Tony Orlando hits the road with Wayne Newton, ‘a kindred spirit’

Tony Orlando brings his greatest hits to Hard Rock Live this weekend for a special “icons” concert. (Travis Howard)

Tony Orlando had us tying yellow ribbons around trees — oaks and otherwise — in 1973, while Wayne Newton had, one decade earlier, taught the world to say “thank you” in German.

In both cases, it was due to hit songs (“Tie a Yellow Ribbon Round the Ole Oak Tree” and “Danke Schoen,” respectively) from the musicmakers who are combining for the first of what’s being billed as a co-headlining “icons” tour, arriving Saturday night at the Hard Rock Casino in Gary, Indiana.

Newton and Orlando’s professional paths have crossed over the years, most notably in Las Vegas as major headliners beginning in the early 1970s, when the two became good friends.

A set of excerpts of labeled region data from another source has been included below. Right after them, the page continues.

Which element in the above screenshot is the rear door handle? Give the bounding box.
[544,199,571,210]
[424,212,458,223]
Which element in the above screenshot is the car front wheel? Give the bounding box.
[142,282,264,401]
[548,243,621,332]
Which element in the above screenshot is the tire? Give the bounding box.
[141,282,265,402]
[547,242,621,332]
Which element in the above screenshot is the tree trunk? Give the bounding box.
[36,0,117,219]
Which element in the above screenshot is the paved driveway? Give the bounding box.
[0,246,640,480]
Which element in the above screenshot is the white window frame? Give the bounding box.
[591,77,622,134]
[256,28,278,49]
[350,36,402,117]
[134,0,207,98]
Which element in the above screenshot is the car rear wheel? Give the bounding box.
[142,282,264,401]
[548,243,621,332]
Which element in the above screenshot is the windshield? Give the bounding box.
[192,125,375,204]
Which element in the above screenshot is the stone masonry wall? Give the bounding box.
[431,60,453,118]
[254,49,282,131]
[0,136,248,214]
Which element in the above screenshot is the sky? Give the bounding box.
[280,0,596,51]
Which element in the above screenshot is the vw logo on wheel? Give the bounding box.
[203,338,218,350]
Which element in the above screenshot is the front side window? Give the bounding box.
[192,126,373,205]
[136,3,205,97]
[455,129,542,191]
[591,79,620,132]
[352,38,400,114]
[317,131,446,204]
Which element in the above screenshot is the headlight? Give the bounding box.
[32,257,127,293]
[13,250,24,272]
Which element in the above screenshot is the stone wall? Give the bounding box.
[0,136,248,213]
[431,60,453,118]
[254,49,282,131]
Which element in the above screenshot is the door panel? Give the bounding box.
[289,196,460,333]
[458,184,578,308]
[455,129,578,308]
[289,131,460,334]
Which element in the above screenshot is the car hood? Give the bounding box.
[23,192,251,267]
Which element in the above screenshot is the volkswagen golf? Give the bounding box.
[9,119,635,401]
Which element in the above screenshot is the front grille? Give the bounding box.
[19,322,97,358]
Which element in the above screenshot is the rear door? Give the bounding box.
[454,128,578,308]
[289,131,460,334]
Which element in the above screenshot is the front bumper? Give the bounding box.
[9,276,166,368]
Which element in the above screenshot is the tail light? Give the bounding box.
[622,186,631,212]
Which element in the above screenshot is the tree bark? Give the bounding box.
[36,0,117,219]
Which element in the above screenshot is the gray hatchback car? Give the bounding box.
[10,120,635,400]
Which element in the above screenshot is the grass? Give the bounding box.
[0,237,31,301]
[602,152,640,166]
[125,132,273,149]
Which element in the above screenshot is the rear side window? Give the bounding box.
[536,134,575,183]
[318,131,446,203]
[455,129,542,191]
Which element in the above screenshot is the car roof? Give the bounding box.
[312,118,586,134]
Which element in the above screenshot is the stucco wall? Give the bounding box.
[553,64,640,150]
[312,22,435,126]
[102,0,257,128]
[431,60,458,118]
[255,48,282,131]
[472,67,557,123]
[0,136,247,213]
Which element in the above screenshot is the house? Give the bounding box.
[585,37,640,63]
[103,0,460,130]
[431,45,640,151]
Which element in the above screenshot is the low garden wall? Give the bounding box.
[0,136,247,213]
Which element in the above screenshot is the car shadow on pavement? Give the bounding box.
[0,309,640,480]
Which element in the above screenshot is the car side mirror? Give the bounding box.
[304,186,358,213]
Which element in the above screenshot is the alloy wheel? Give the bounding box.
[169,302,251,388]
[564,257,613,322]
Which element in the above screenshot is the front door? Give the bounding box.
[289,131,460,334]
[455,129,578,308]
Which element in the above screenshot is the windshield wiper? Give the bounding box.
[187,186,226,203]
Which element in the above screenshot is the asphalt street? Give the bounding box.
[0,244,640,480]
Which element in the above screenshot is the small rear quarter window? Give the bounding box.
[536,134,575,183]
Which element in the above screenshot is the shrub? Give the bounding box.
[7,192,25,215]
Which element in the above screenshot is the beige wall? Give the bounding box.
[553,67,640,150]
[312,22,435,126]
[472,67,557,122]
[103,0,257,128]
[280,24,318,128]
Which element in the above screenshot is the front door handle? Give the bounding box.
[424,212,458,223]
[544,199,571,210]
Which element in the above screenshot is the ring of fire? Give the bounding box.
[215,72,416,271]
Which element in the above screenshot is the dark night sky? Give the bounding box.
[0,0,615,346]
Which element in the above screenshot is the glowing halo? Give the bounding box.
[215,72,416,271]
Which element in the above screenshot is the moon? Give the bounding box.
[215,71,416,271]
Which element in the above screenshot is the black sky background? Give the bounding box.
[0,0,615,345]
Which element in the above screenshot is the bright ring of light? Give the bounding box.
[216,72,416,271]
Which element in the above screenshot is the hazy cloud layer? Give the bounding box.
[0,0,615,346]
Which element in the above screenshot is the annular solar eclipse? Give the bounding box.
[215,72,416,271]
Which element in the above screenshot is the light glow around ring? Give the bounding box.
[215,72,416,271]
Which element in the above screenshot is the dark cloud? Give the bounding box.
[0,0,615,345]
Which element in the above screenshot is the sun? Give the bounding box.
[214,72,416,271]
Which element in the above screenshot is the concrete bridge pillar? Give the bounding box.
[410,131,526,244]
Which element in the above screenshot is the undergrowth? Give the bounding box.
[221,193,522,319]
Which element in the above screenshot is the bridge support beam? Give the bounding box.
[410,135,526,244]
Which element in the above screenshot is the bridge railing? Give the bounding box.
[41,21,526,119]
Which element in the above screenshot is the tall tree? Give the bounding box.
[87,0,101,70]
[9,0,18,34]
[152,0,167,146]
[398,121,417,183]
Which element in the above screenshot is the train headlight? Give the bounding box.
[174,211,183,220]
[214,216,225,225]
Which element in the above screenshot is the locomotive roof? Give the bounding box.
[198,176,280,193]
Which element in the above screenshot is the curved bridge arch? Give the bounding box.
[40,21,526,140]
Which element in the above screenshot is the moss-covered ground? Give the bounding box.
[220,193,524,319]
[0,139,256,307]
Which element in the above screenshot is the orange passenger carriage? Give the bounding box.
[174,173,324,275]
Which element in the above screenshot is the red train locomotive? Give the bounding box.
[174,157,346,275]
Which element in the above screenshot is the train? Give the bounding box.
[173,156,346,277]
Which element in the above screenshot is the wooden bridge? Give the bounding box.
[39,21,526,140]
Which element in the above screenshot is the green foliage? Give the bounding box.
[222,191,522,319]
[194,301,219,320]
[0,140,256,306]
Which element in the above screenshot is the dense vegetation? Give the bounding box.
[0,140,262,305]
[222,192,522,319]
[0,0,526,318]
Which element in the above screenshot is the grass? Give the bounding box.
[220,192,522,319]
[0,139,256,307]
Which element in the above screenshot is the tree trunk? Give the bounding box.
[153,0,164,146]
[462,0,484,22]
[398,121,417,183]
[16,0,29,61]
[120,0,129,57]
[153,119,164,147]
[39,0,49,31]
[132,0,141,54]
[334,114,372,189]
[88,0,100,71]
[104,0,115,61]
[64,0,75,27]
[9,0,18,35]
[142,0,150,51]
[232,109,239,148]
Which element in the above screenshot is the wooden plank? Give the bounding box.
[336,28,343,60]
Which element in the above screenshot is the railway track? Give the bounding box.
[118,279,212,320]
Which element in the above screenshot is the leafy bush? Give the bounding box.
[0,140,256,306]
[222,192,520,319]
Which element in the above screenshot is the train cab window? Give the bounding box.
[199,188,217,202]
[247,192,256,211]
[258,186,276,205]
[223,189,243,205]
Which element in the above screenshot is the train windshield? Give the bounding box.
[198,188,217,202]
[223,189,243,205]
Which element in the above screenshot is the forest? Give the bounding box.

For Orlando, the road to his first big hit began just a few years prior.

In 1970, “Candida” was being recorded at Bell Records, when a producer, not satisfied with the song’s male vocals, turned to his friend Orlando (a young singer with two hits in the 1960s who then “retired” from making records in the wake of the British Invasion) to step in and lay down a new lead vocal track. In fear of losing his full-time music publishing job (“I was very good at it and made a lot of good deals”) at rival Columbia Records by stepping up to a competitor’s microphone, Orlando agreed to the proposition only if he was uncredited on the record. It was ultimately released as a single by an unknown band called “Dawn.”

Fast-forward a few months and a bona fide hit on the charts, along came the followup —the Billboard chart-topping “Knock Three Times” — this time by an openly credited Orlando, who quit that full-time job to again pursue a singing career.

“That song came from real life,” the 80-year-old Orlando said during a recent chat. “It came from the communication [system] in the tenement buildings,” in Hell’s Kitchen New York where he spent his early childhood, “where the long hallways had these great acoustics, and everybody had these steam heat pipes in their apartments. If you had to reach a neighbor, you’d take a broom and hit the ceiling and they would answer by knocking on the pipe with a spoon. [Laughing] I swear it’s true.”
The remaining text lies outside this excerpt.